Eric Clapton and Jimi Hendrix at the Track Records launch party, the Speakeasy, London, March 16, 1967 (Picture: EMP Museum)
"People like Eric Clapton, Pete Townshend and Jeff Beck were looking at Hendrix through a different lens, as the most amazing guitar player they’d ever seen. Most of the people in that scene were enamoured with US R’n’B and blues, and here was a guy that had helped sell those records. He was seen as the authentic deal."

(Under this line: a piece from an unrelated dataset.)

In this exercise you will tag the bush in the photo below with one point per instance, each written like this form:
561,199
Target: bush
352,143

Track Records poster for 'Purple Haze', 1967 (Picture: EMP Museum)
"Purple Haze came out in March, the first single to be released on Track records, a label launched by The Who's managers Chris Stamp and Kim Lambert. It immediately hit the top 10, and stayed there for 14 weeks, so by then Hendrix was riding on a big hit."


Letter to Elizabeth, a fan, 1967 (Picture: EMP Museum)
"This letter is to a fan, written in some time in 1967. I love it where he writes 'I’d love to meet you in the flesh, I mean in person'. This is playing up the sexual innuendo that definitely surrounded his whole act. By this point the band was getting much bigger, and I’m sure there was a lot of temptation with the ladies. It’s highly likely Hendrix indulged. In an early interview he was asked about getting married and he said something like, 'no way in hell will I ever get married'."

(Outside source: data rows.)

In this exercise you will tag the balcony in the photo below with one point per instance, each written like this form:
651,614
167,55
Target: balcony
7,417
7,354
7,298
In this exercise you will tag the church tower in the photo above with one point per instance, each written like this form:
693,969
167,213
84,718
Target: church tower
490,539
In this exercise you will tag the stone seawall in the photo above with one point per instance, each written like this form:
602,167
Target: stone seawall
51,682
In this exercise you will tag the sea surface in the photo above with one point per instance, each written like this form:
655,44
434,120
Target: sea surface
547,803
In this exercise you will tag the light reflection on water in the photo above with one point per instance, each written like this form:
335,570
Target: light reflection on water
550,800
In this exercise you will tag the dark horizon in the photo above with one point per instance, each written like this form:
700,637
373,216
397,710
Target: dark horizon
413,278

Poster for The Jimi Hendrix Experience, Astoria Theatre, Finsbury Park, London, March 31, 1967 (Picture: EMP Museum)
"In the nine month period, Hendrix played over 150 shows. His big break came at the end of March when he played on the Walker Brothers tour. Engelbert Humpedinck was also on the tour and those fans hated him, but it was excellent exposure. The Astoria show was the debut night, and was supposedly the first time Hendrix lit his guitar on fire."

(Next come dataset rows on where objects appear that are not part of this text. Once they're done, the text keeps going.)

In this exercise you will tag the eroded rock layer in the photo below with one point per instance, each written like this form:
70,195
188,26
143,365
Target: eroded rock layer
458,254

Jimi Hendrix's jacket, made by London tailors Dandie Fashions, and worn from April-May 1967 (Picture: EMP Museum)
"Hendrix brought his personality with him to London, and had always spoken about his style and fashion in the media – he had hated playing in the US with backing bands in matching suits. Like many people in Swinging London at that time he adopted the fashions of the time, riffing off British military designs."


Debut album 'Are You Experienced?', released on Track Records on 12 May 1967. This later US copy is from Jimi Hendrix's personal record collection. (Picture: EMP Museum)
"Are You Experienced?, the band's debut album, came out on Track records in May, and pretty quickly rose up the chart, and was then only kept off No1 by Sgt. Pepper's, which came out 1 June. Purple Haze and The Wind Cries Mary, another top-10 single, were still in the charts at this point."

Jimi Hendrix and The Experience's bassist Noel Redding, backstage at the Saville Theatre, London, 4 June 1967 (Picture: John Sullivan)
"A week before he left London, Hendrix played two shows in a day at the Saville Theatre, owned by Beatles manager Brian Epstein. It was his farewell to London. Half the Beatles were there in attendance, and he opened up with a cover of Sgt. Pepper's Lonely Hearts Club Band, which had only been released three days earlier. It was an homage to the band that, in a way, had started it all."


Fender Stratocaster fragments, from the guitar smashed at the Saville on June 4, 1967 (Picture: EMP Museum)
"Hendrix smashed this guitar at the end of the second set at the Saville. On the guitar he had painted lyrics similar to Love or Confusion, then “my darling guitar, please rest in peace, June 4, 1967, Saville, London”. It was meant as a sacrifice to London, and a goodbye. He had to leave London because of his work visa, and he would have been sad to go."


The Jimi Hendrix Experience, 1967 (Picture: EMP Museum)
"The exhibition is called 'Hendrix hits London', but it could be called 'London hits Hendrix' – London affected him in a profound way. He went from nowhere to everyone freakin' loving him. It couldn’t have happened in another city. After he left, it’s interesting to see how quickly the hippie flower-power scene entered London and the rise full-on psychedelia took hold. Hendrix didn’t really go back to London properly until 1969, and when he did there was a totally different thing going on."